So I was interested to note two articles yesterday suggesting that the battle line for the 2012 election cycle in some ways reduces to Hayek versus Keynes.  Writing on Bloomberg.com (and there’s an irony—is there any less of a Hayekian figure in public life today than the egregious Michael Bloomberg?), Sylvia Nasar notes that the “Hayek versus Keynes” theme is inaccurate in many respects, as Hayek knew and liked Keynes, and vice-versa.  (There’s one famous late letter from Keynes to Hayek where Keynes indicated agreement with much of Hayek’s argument in The Road to Serfdom: “In my opinion it is a grand book [Keynes wrote]. We all have the greatest reason to be grateful to you for saying so well what needs so much to be said. . . . Morally and philosophically I find myself in agreement with virtually the whole of it; and not only in agreement with it, but in a deeply moved agreement.”  Keynes died shortly after, and some die-hard lefties dispute the context of this remark.)  Meanwhile, Steven Rattner’s account of things in the Financial Times is not as clearheaded, but gets the political outline right: “‘Keynes’ has almost become a vulgarity in US discourse. . .”

It appears to me that Hayek’s vindication is slowly proceeding.  (And as a special Bloomberg bonus, Amity Shlaes offers a great article on Frederic Bastiat.  If Mayor Bloomberg ever reads his own site, his head might explode.)

All of this is preface to passing along this week’s class notes from my Monday night political economy course at Ashland University, where we’re doing a close reading of Hayek’s Constitution of Liberty and related material.  This week we covered chapter 2 of Constitution (“The Creative Powers of a Free Society”) along with Hayek’s seminal 1945 American Economic Review essay, “The Use of Knowledge in Society.”  The two main points of the class were to underscore Hayek’s central insight on the facts that markets work because of the dispersal of knowledge, which leads to the important corollary that markets are important not primarily for their efficiency, but because markets are the best discovery process mankind has ever come up with—except that mankind didn’t consciously design it this way.

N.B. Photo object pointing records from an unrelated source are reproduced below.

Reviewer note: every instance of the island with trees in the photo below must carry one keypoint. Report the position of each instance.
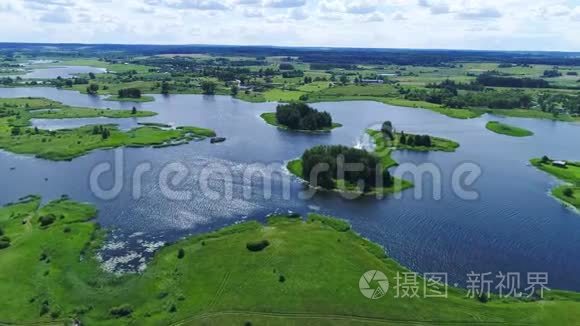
(566, 171)
(48, 259)
(299, 116)
(130, 95)
(388, 139)
(322, 167)
(17, 135)
(508, 130)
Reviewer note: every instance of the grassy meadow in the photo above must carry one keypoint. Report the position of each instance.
(569, 193)
(508, 130)
(307, 274)
(18, 137)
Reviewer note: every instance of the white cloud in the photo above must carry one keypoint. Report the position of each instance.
(285, 3)
(56, 16)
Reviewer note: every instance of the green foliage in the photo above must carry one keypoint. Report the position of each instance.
(300, 116)
(244, 280)
(180, 253)
(256, 246)
(321, 167)
(505, 129)
(208, 87)
(129, 93)
(67, 144)
(338, 225)
(121, 311)
(46, 220)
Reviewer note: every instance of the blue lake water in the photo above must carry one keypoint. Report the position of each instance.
(514, 226)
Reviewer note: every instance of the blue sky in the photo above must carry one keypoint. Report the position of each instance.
(459, 24)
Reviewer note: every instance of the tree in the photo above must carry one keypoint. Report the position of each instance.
(105, 133)
(545, 159)
(129, 93)
(403, 139)
(15, 131)
(93, 89)
(208, 87)
(299, 115)
(387, 129)
(165, 88)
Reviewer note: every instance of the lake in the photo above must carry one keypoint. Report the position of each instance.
(514, 226)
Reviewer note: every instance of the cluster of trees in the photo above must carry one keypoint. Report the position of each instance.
(293, 74)
(93, 89)
(300, 116)
(415, 140)
(104, 132)
(552, 73)
(411, 140)
(208, 87)
(130, 93)
(286, 66)
(505, 99)
(322, 166)
(453, 86)
(493, 80)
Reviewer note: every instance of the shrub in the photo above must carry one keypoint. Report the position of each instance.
(46, 220)
(121, 311)
(257, 246)
(483, 298)
(4, 244)
(44, 308)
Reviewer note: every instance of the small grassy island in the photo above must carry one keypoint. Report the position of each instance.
(508, 130)
(17, 136)
(375, 177)
(49, 274)
(297, 116)
(388, 138)
(566, 171)
(130, 95)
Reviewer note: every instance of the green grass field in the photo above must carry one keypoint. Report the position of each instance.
(270, 118)
(307, 275)
(508, 130)
(67, 144)
(571, 174)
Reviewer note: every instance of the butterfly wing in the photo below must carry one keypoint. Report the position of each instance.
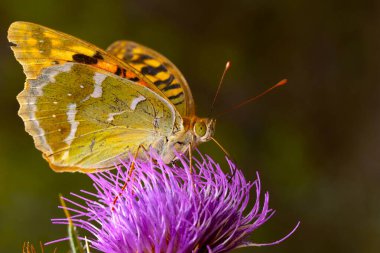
(85, 119)
(159, 70)
(37, 47)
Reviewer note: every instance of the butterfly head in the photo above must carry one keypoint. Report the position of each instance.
(203, 129)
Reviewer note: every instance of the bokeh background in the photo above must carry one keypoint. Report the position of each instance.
(315, 142)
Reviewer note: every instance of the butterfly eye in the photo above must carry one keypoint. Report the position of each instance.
(200, 128)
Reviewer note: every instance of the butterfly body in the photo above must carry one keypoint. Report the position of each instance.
(87, 108)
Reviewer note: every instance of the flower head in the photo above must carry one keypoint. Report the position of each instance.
(168, 209)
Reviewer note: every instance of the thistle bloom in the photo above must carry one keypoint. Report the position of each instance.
(168, 209)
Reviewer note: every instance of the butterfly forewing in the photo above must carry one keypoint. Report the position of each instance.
(84, 119)
(37, 47)
(159, 70)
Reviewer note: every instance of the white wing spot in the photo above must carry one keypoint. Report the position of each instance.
(111, 115)
(71, 112)
(136, 101)
(98, 78)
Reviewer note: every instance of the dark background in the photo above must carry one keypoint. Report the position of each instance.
(314, 141)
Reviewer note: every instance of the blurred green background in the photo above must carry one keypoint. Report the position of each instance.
(314, 141)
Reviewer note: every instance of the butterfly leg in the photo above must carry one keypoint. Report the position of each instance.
(191, 159)
(130, 171)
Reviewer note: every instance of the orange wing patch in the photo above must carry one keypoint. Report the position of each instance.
(37, 47)
(159, 70)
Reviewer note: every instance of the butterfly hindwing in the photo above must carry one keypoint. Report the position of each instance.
(159, 70)
(83, 118)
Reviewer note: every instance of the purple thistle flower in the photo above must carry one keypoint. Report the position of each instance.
(168, 209)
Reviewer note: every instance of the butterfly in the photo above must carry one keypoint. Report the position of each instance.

If you’ve never read the essay (and if not–do), here’s perhaps the key paragraph:

The peculiar character of the problem of a rational economic order is determined precisely by the fact that the knowledge of the circumstances of which we must make use never exists in concentrated or integrated form but solely as the dispersed bits of incomplete and frequently contradictory knowledge which all the separate individuals possess. The economic problem of society is thus not merely a problem of how to allocate “given” resources—if “given” is taken to mean given to a single mind which deliberately solves the problem set by these “data.” It is rather a problem of how to secure the best use of resources known to any of the members of society, for ends whose relative importance only these individuals know. Or, to put it briefly, it is a problem of the utilization of knowledge which is not given to anyone in its totality.

And just one more excerpt:

I have deliberately used the word “marvel” to shock the reader out of the complacency with which we often take the working of this mechanism for granted. I am convinced that if it were the result of deliberate human design, and if the people guided by the price changes understood that their decisions have significance far beyond their immediate aim, this mechanism would have been acclaimed as one of the greatest triumphs of the human mind. Its misfortune is the double one that it is not the product of human design and that the people guided by it usually do not know why they are made to do what they do. But those who clamor for “conscious direction”—and who cannot believe that anything which has evolved without design (and even without our understanding it) should solve problems which we should not be able to solve consciously—should remember this: The problem is precisely how to extend the span of our utilization of resources beyond the span of the control of any one mind; and therefore, how to dispense with the need of conscious control, and how to provide inducements which will make the individuals do the desirable things without anyone having to tell them what to do.

Now, if the Obama administration could take this to heart, maybe we’ll stop seeing fiascos like Solyndra, Stimulus II, Obamacare, etc.